Il negro rispose con uno scroscio di risa; ma era uno di quegli scrosci che invece di mettere allegri fanno male.

“Che sia diventato pazzo per la paura?” si chiese l’irlandese, impallidendo. “Non ci mancherebbe che questo per peggiorare la nostra situazione.”

“Ebbene?” chiese l’ingegnere. “Affrettatevi, che l’idrogeno comincia a dilatarsi.”

“Mister Kelly,” disse O’Donnell, “io temo che il vostro servo deliri. Ride come un negro ubriaco o pazzo, e se l’abbandono sono certo che cada in mare.”

“Provate a scuoterlo.”

“È inutile: è un uomo mezzo morto. Mandatemi una corda con cui legarlo per bene, e poi cercherò di risalire io.”

“Ma vi sono trecentocinquanta metri.”

“Riposando sui nodi, spero di raggiungervi. Affrettatevi, che le mie forze se ne vanno.”

“Attento alla testa!” L’ingegnere circondò le guide-ropes di una fune e la lasciò scorrere: O’Donnell fu lesto ad afferrarla prima che gli precipitasse sulla testa.

“Non muoverti, Simone.” disse.

Gli passò la corda sotto le ascelle più volte, poi attorno alle gambe, legandolo solidamente alla guide-rope. Quando fu certo di averlo assicurato in modo da impedirgli di cadere, anche se uno svenimento lo avesse colto, stringendo le mani e le ginocchia attorno alla fune, si mise a salire.

La via era lunga; ma l’irlandese possedeva dei muscoli di ferro e un’agilità pari a quella del negro. Si riposò alcuni minuti sul primo nodo, poi raggiunse il secondo, che era lontano quindici metri, poi il terzo, quindi gli altri, impiegando quasi un’ora.

L’ingegnere, appena lo vide sotto la navicella, lo afferrò tra le braccia e, facendo uno sforzo erculeo, lo trasse a bordo.

 

“Auff!” esclamò O’Donnell. lasciandosi cadere di peso su una cassa. “Non no posso più, Mister Kelly. Se vi fossero stati altri venti metri, sarei caduto in fondo all’oceano.”
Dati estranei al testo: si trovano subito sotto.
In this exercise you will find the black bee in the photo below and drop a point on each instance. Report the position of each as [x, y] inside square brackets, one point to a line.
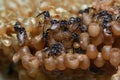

“Un marinaio non avrebbe fatto di più, mio bravo amico,” disse l’ingegnere, porgendogli una bottiglia di whisky.

“Grazie, Mister Kelly.” rispose l’irlandese dopo aver ingollato parecchi sorsi.

“E Simone?”

“È sempre in fondo alla corda. Non si muoverà: l’ho legato come un salame. Temo che la paura gli abbia sconvolto il cervello.”

“Lo credete, O’Donnell?” chiose l’ingegnere, con emozione.

“Temo: mi guardava in modo da farmi venire i brividi.”

“Affrettiamoci a issarlo, allora…Chi avrebbe sospettato che quel negro fosse così pauroso? Eppure mi aveva dato qualche prova di coraggio.”

“Questo viaggio lo ha scombussolato.”

“Tuttavia, quando gli feci la proposta di seguirmi, egli accettò con grande gioia. Mi spiacerebbe assai avergli causato una disgrazia simile.”

“Sarà forse una esaltazione momentanea, causata dalla paura. Vi assicuro però che quel mostro faceva venire la pelle d’oca anche a me, per non dire che mi gelava il sangue. Per Giove e Saturno! Che occhi! Non li dimenticherò mai, dovessi vivere mille anni! Orsù, issiamo quel povero Simone.”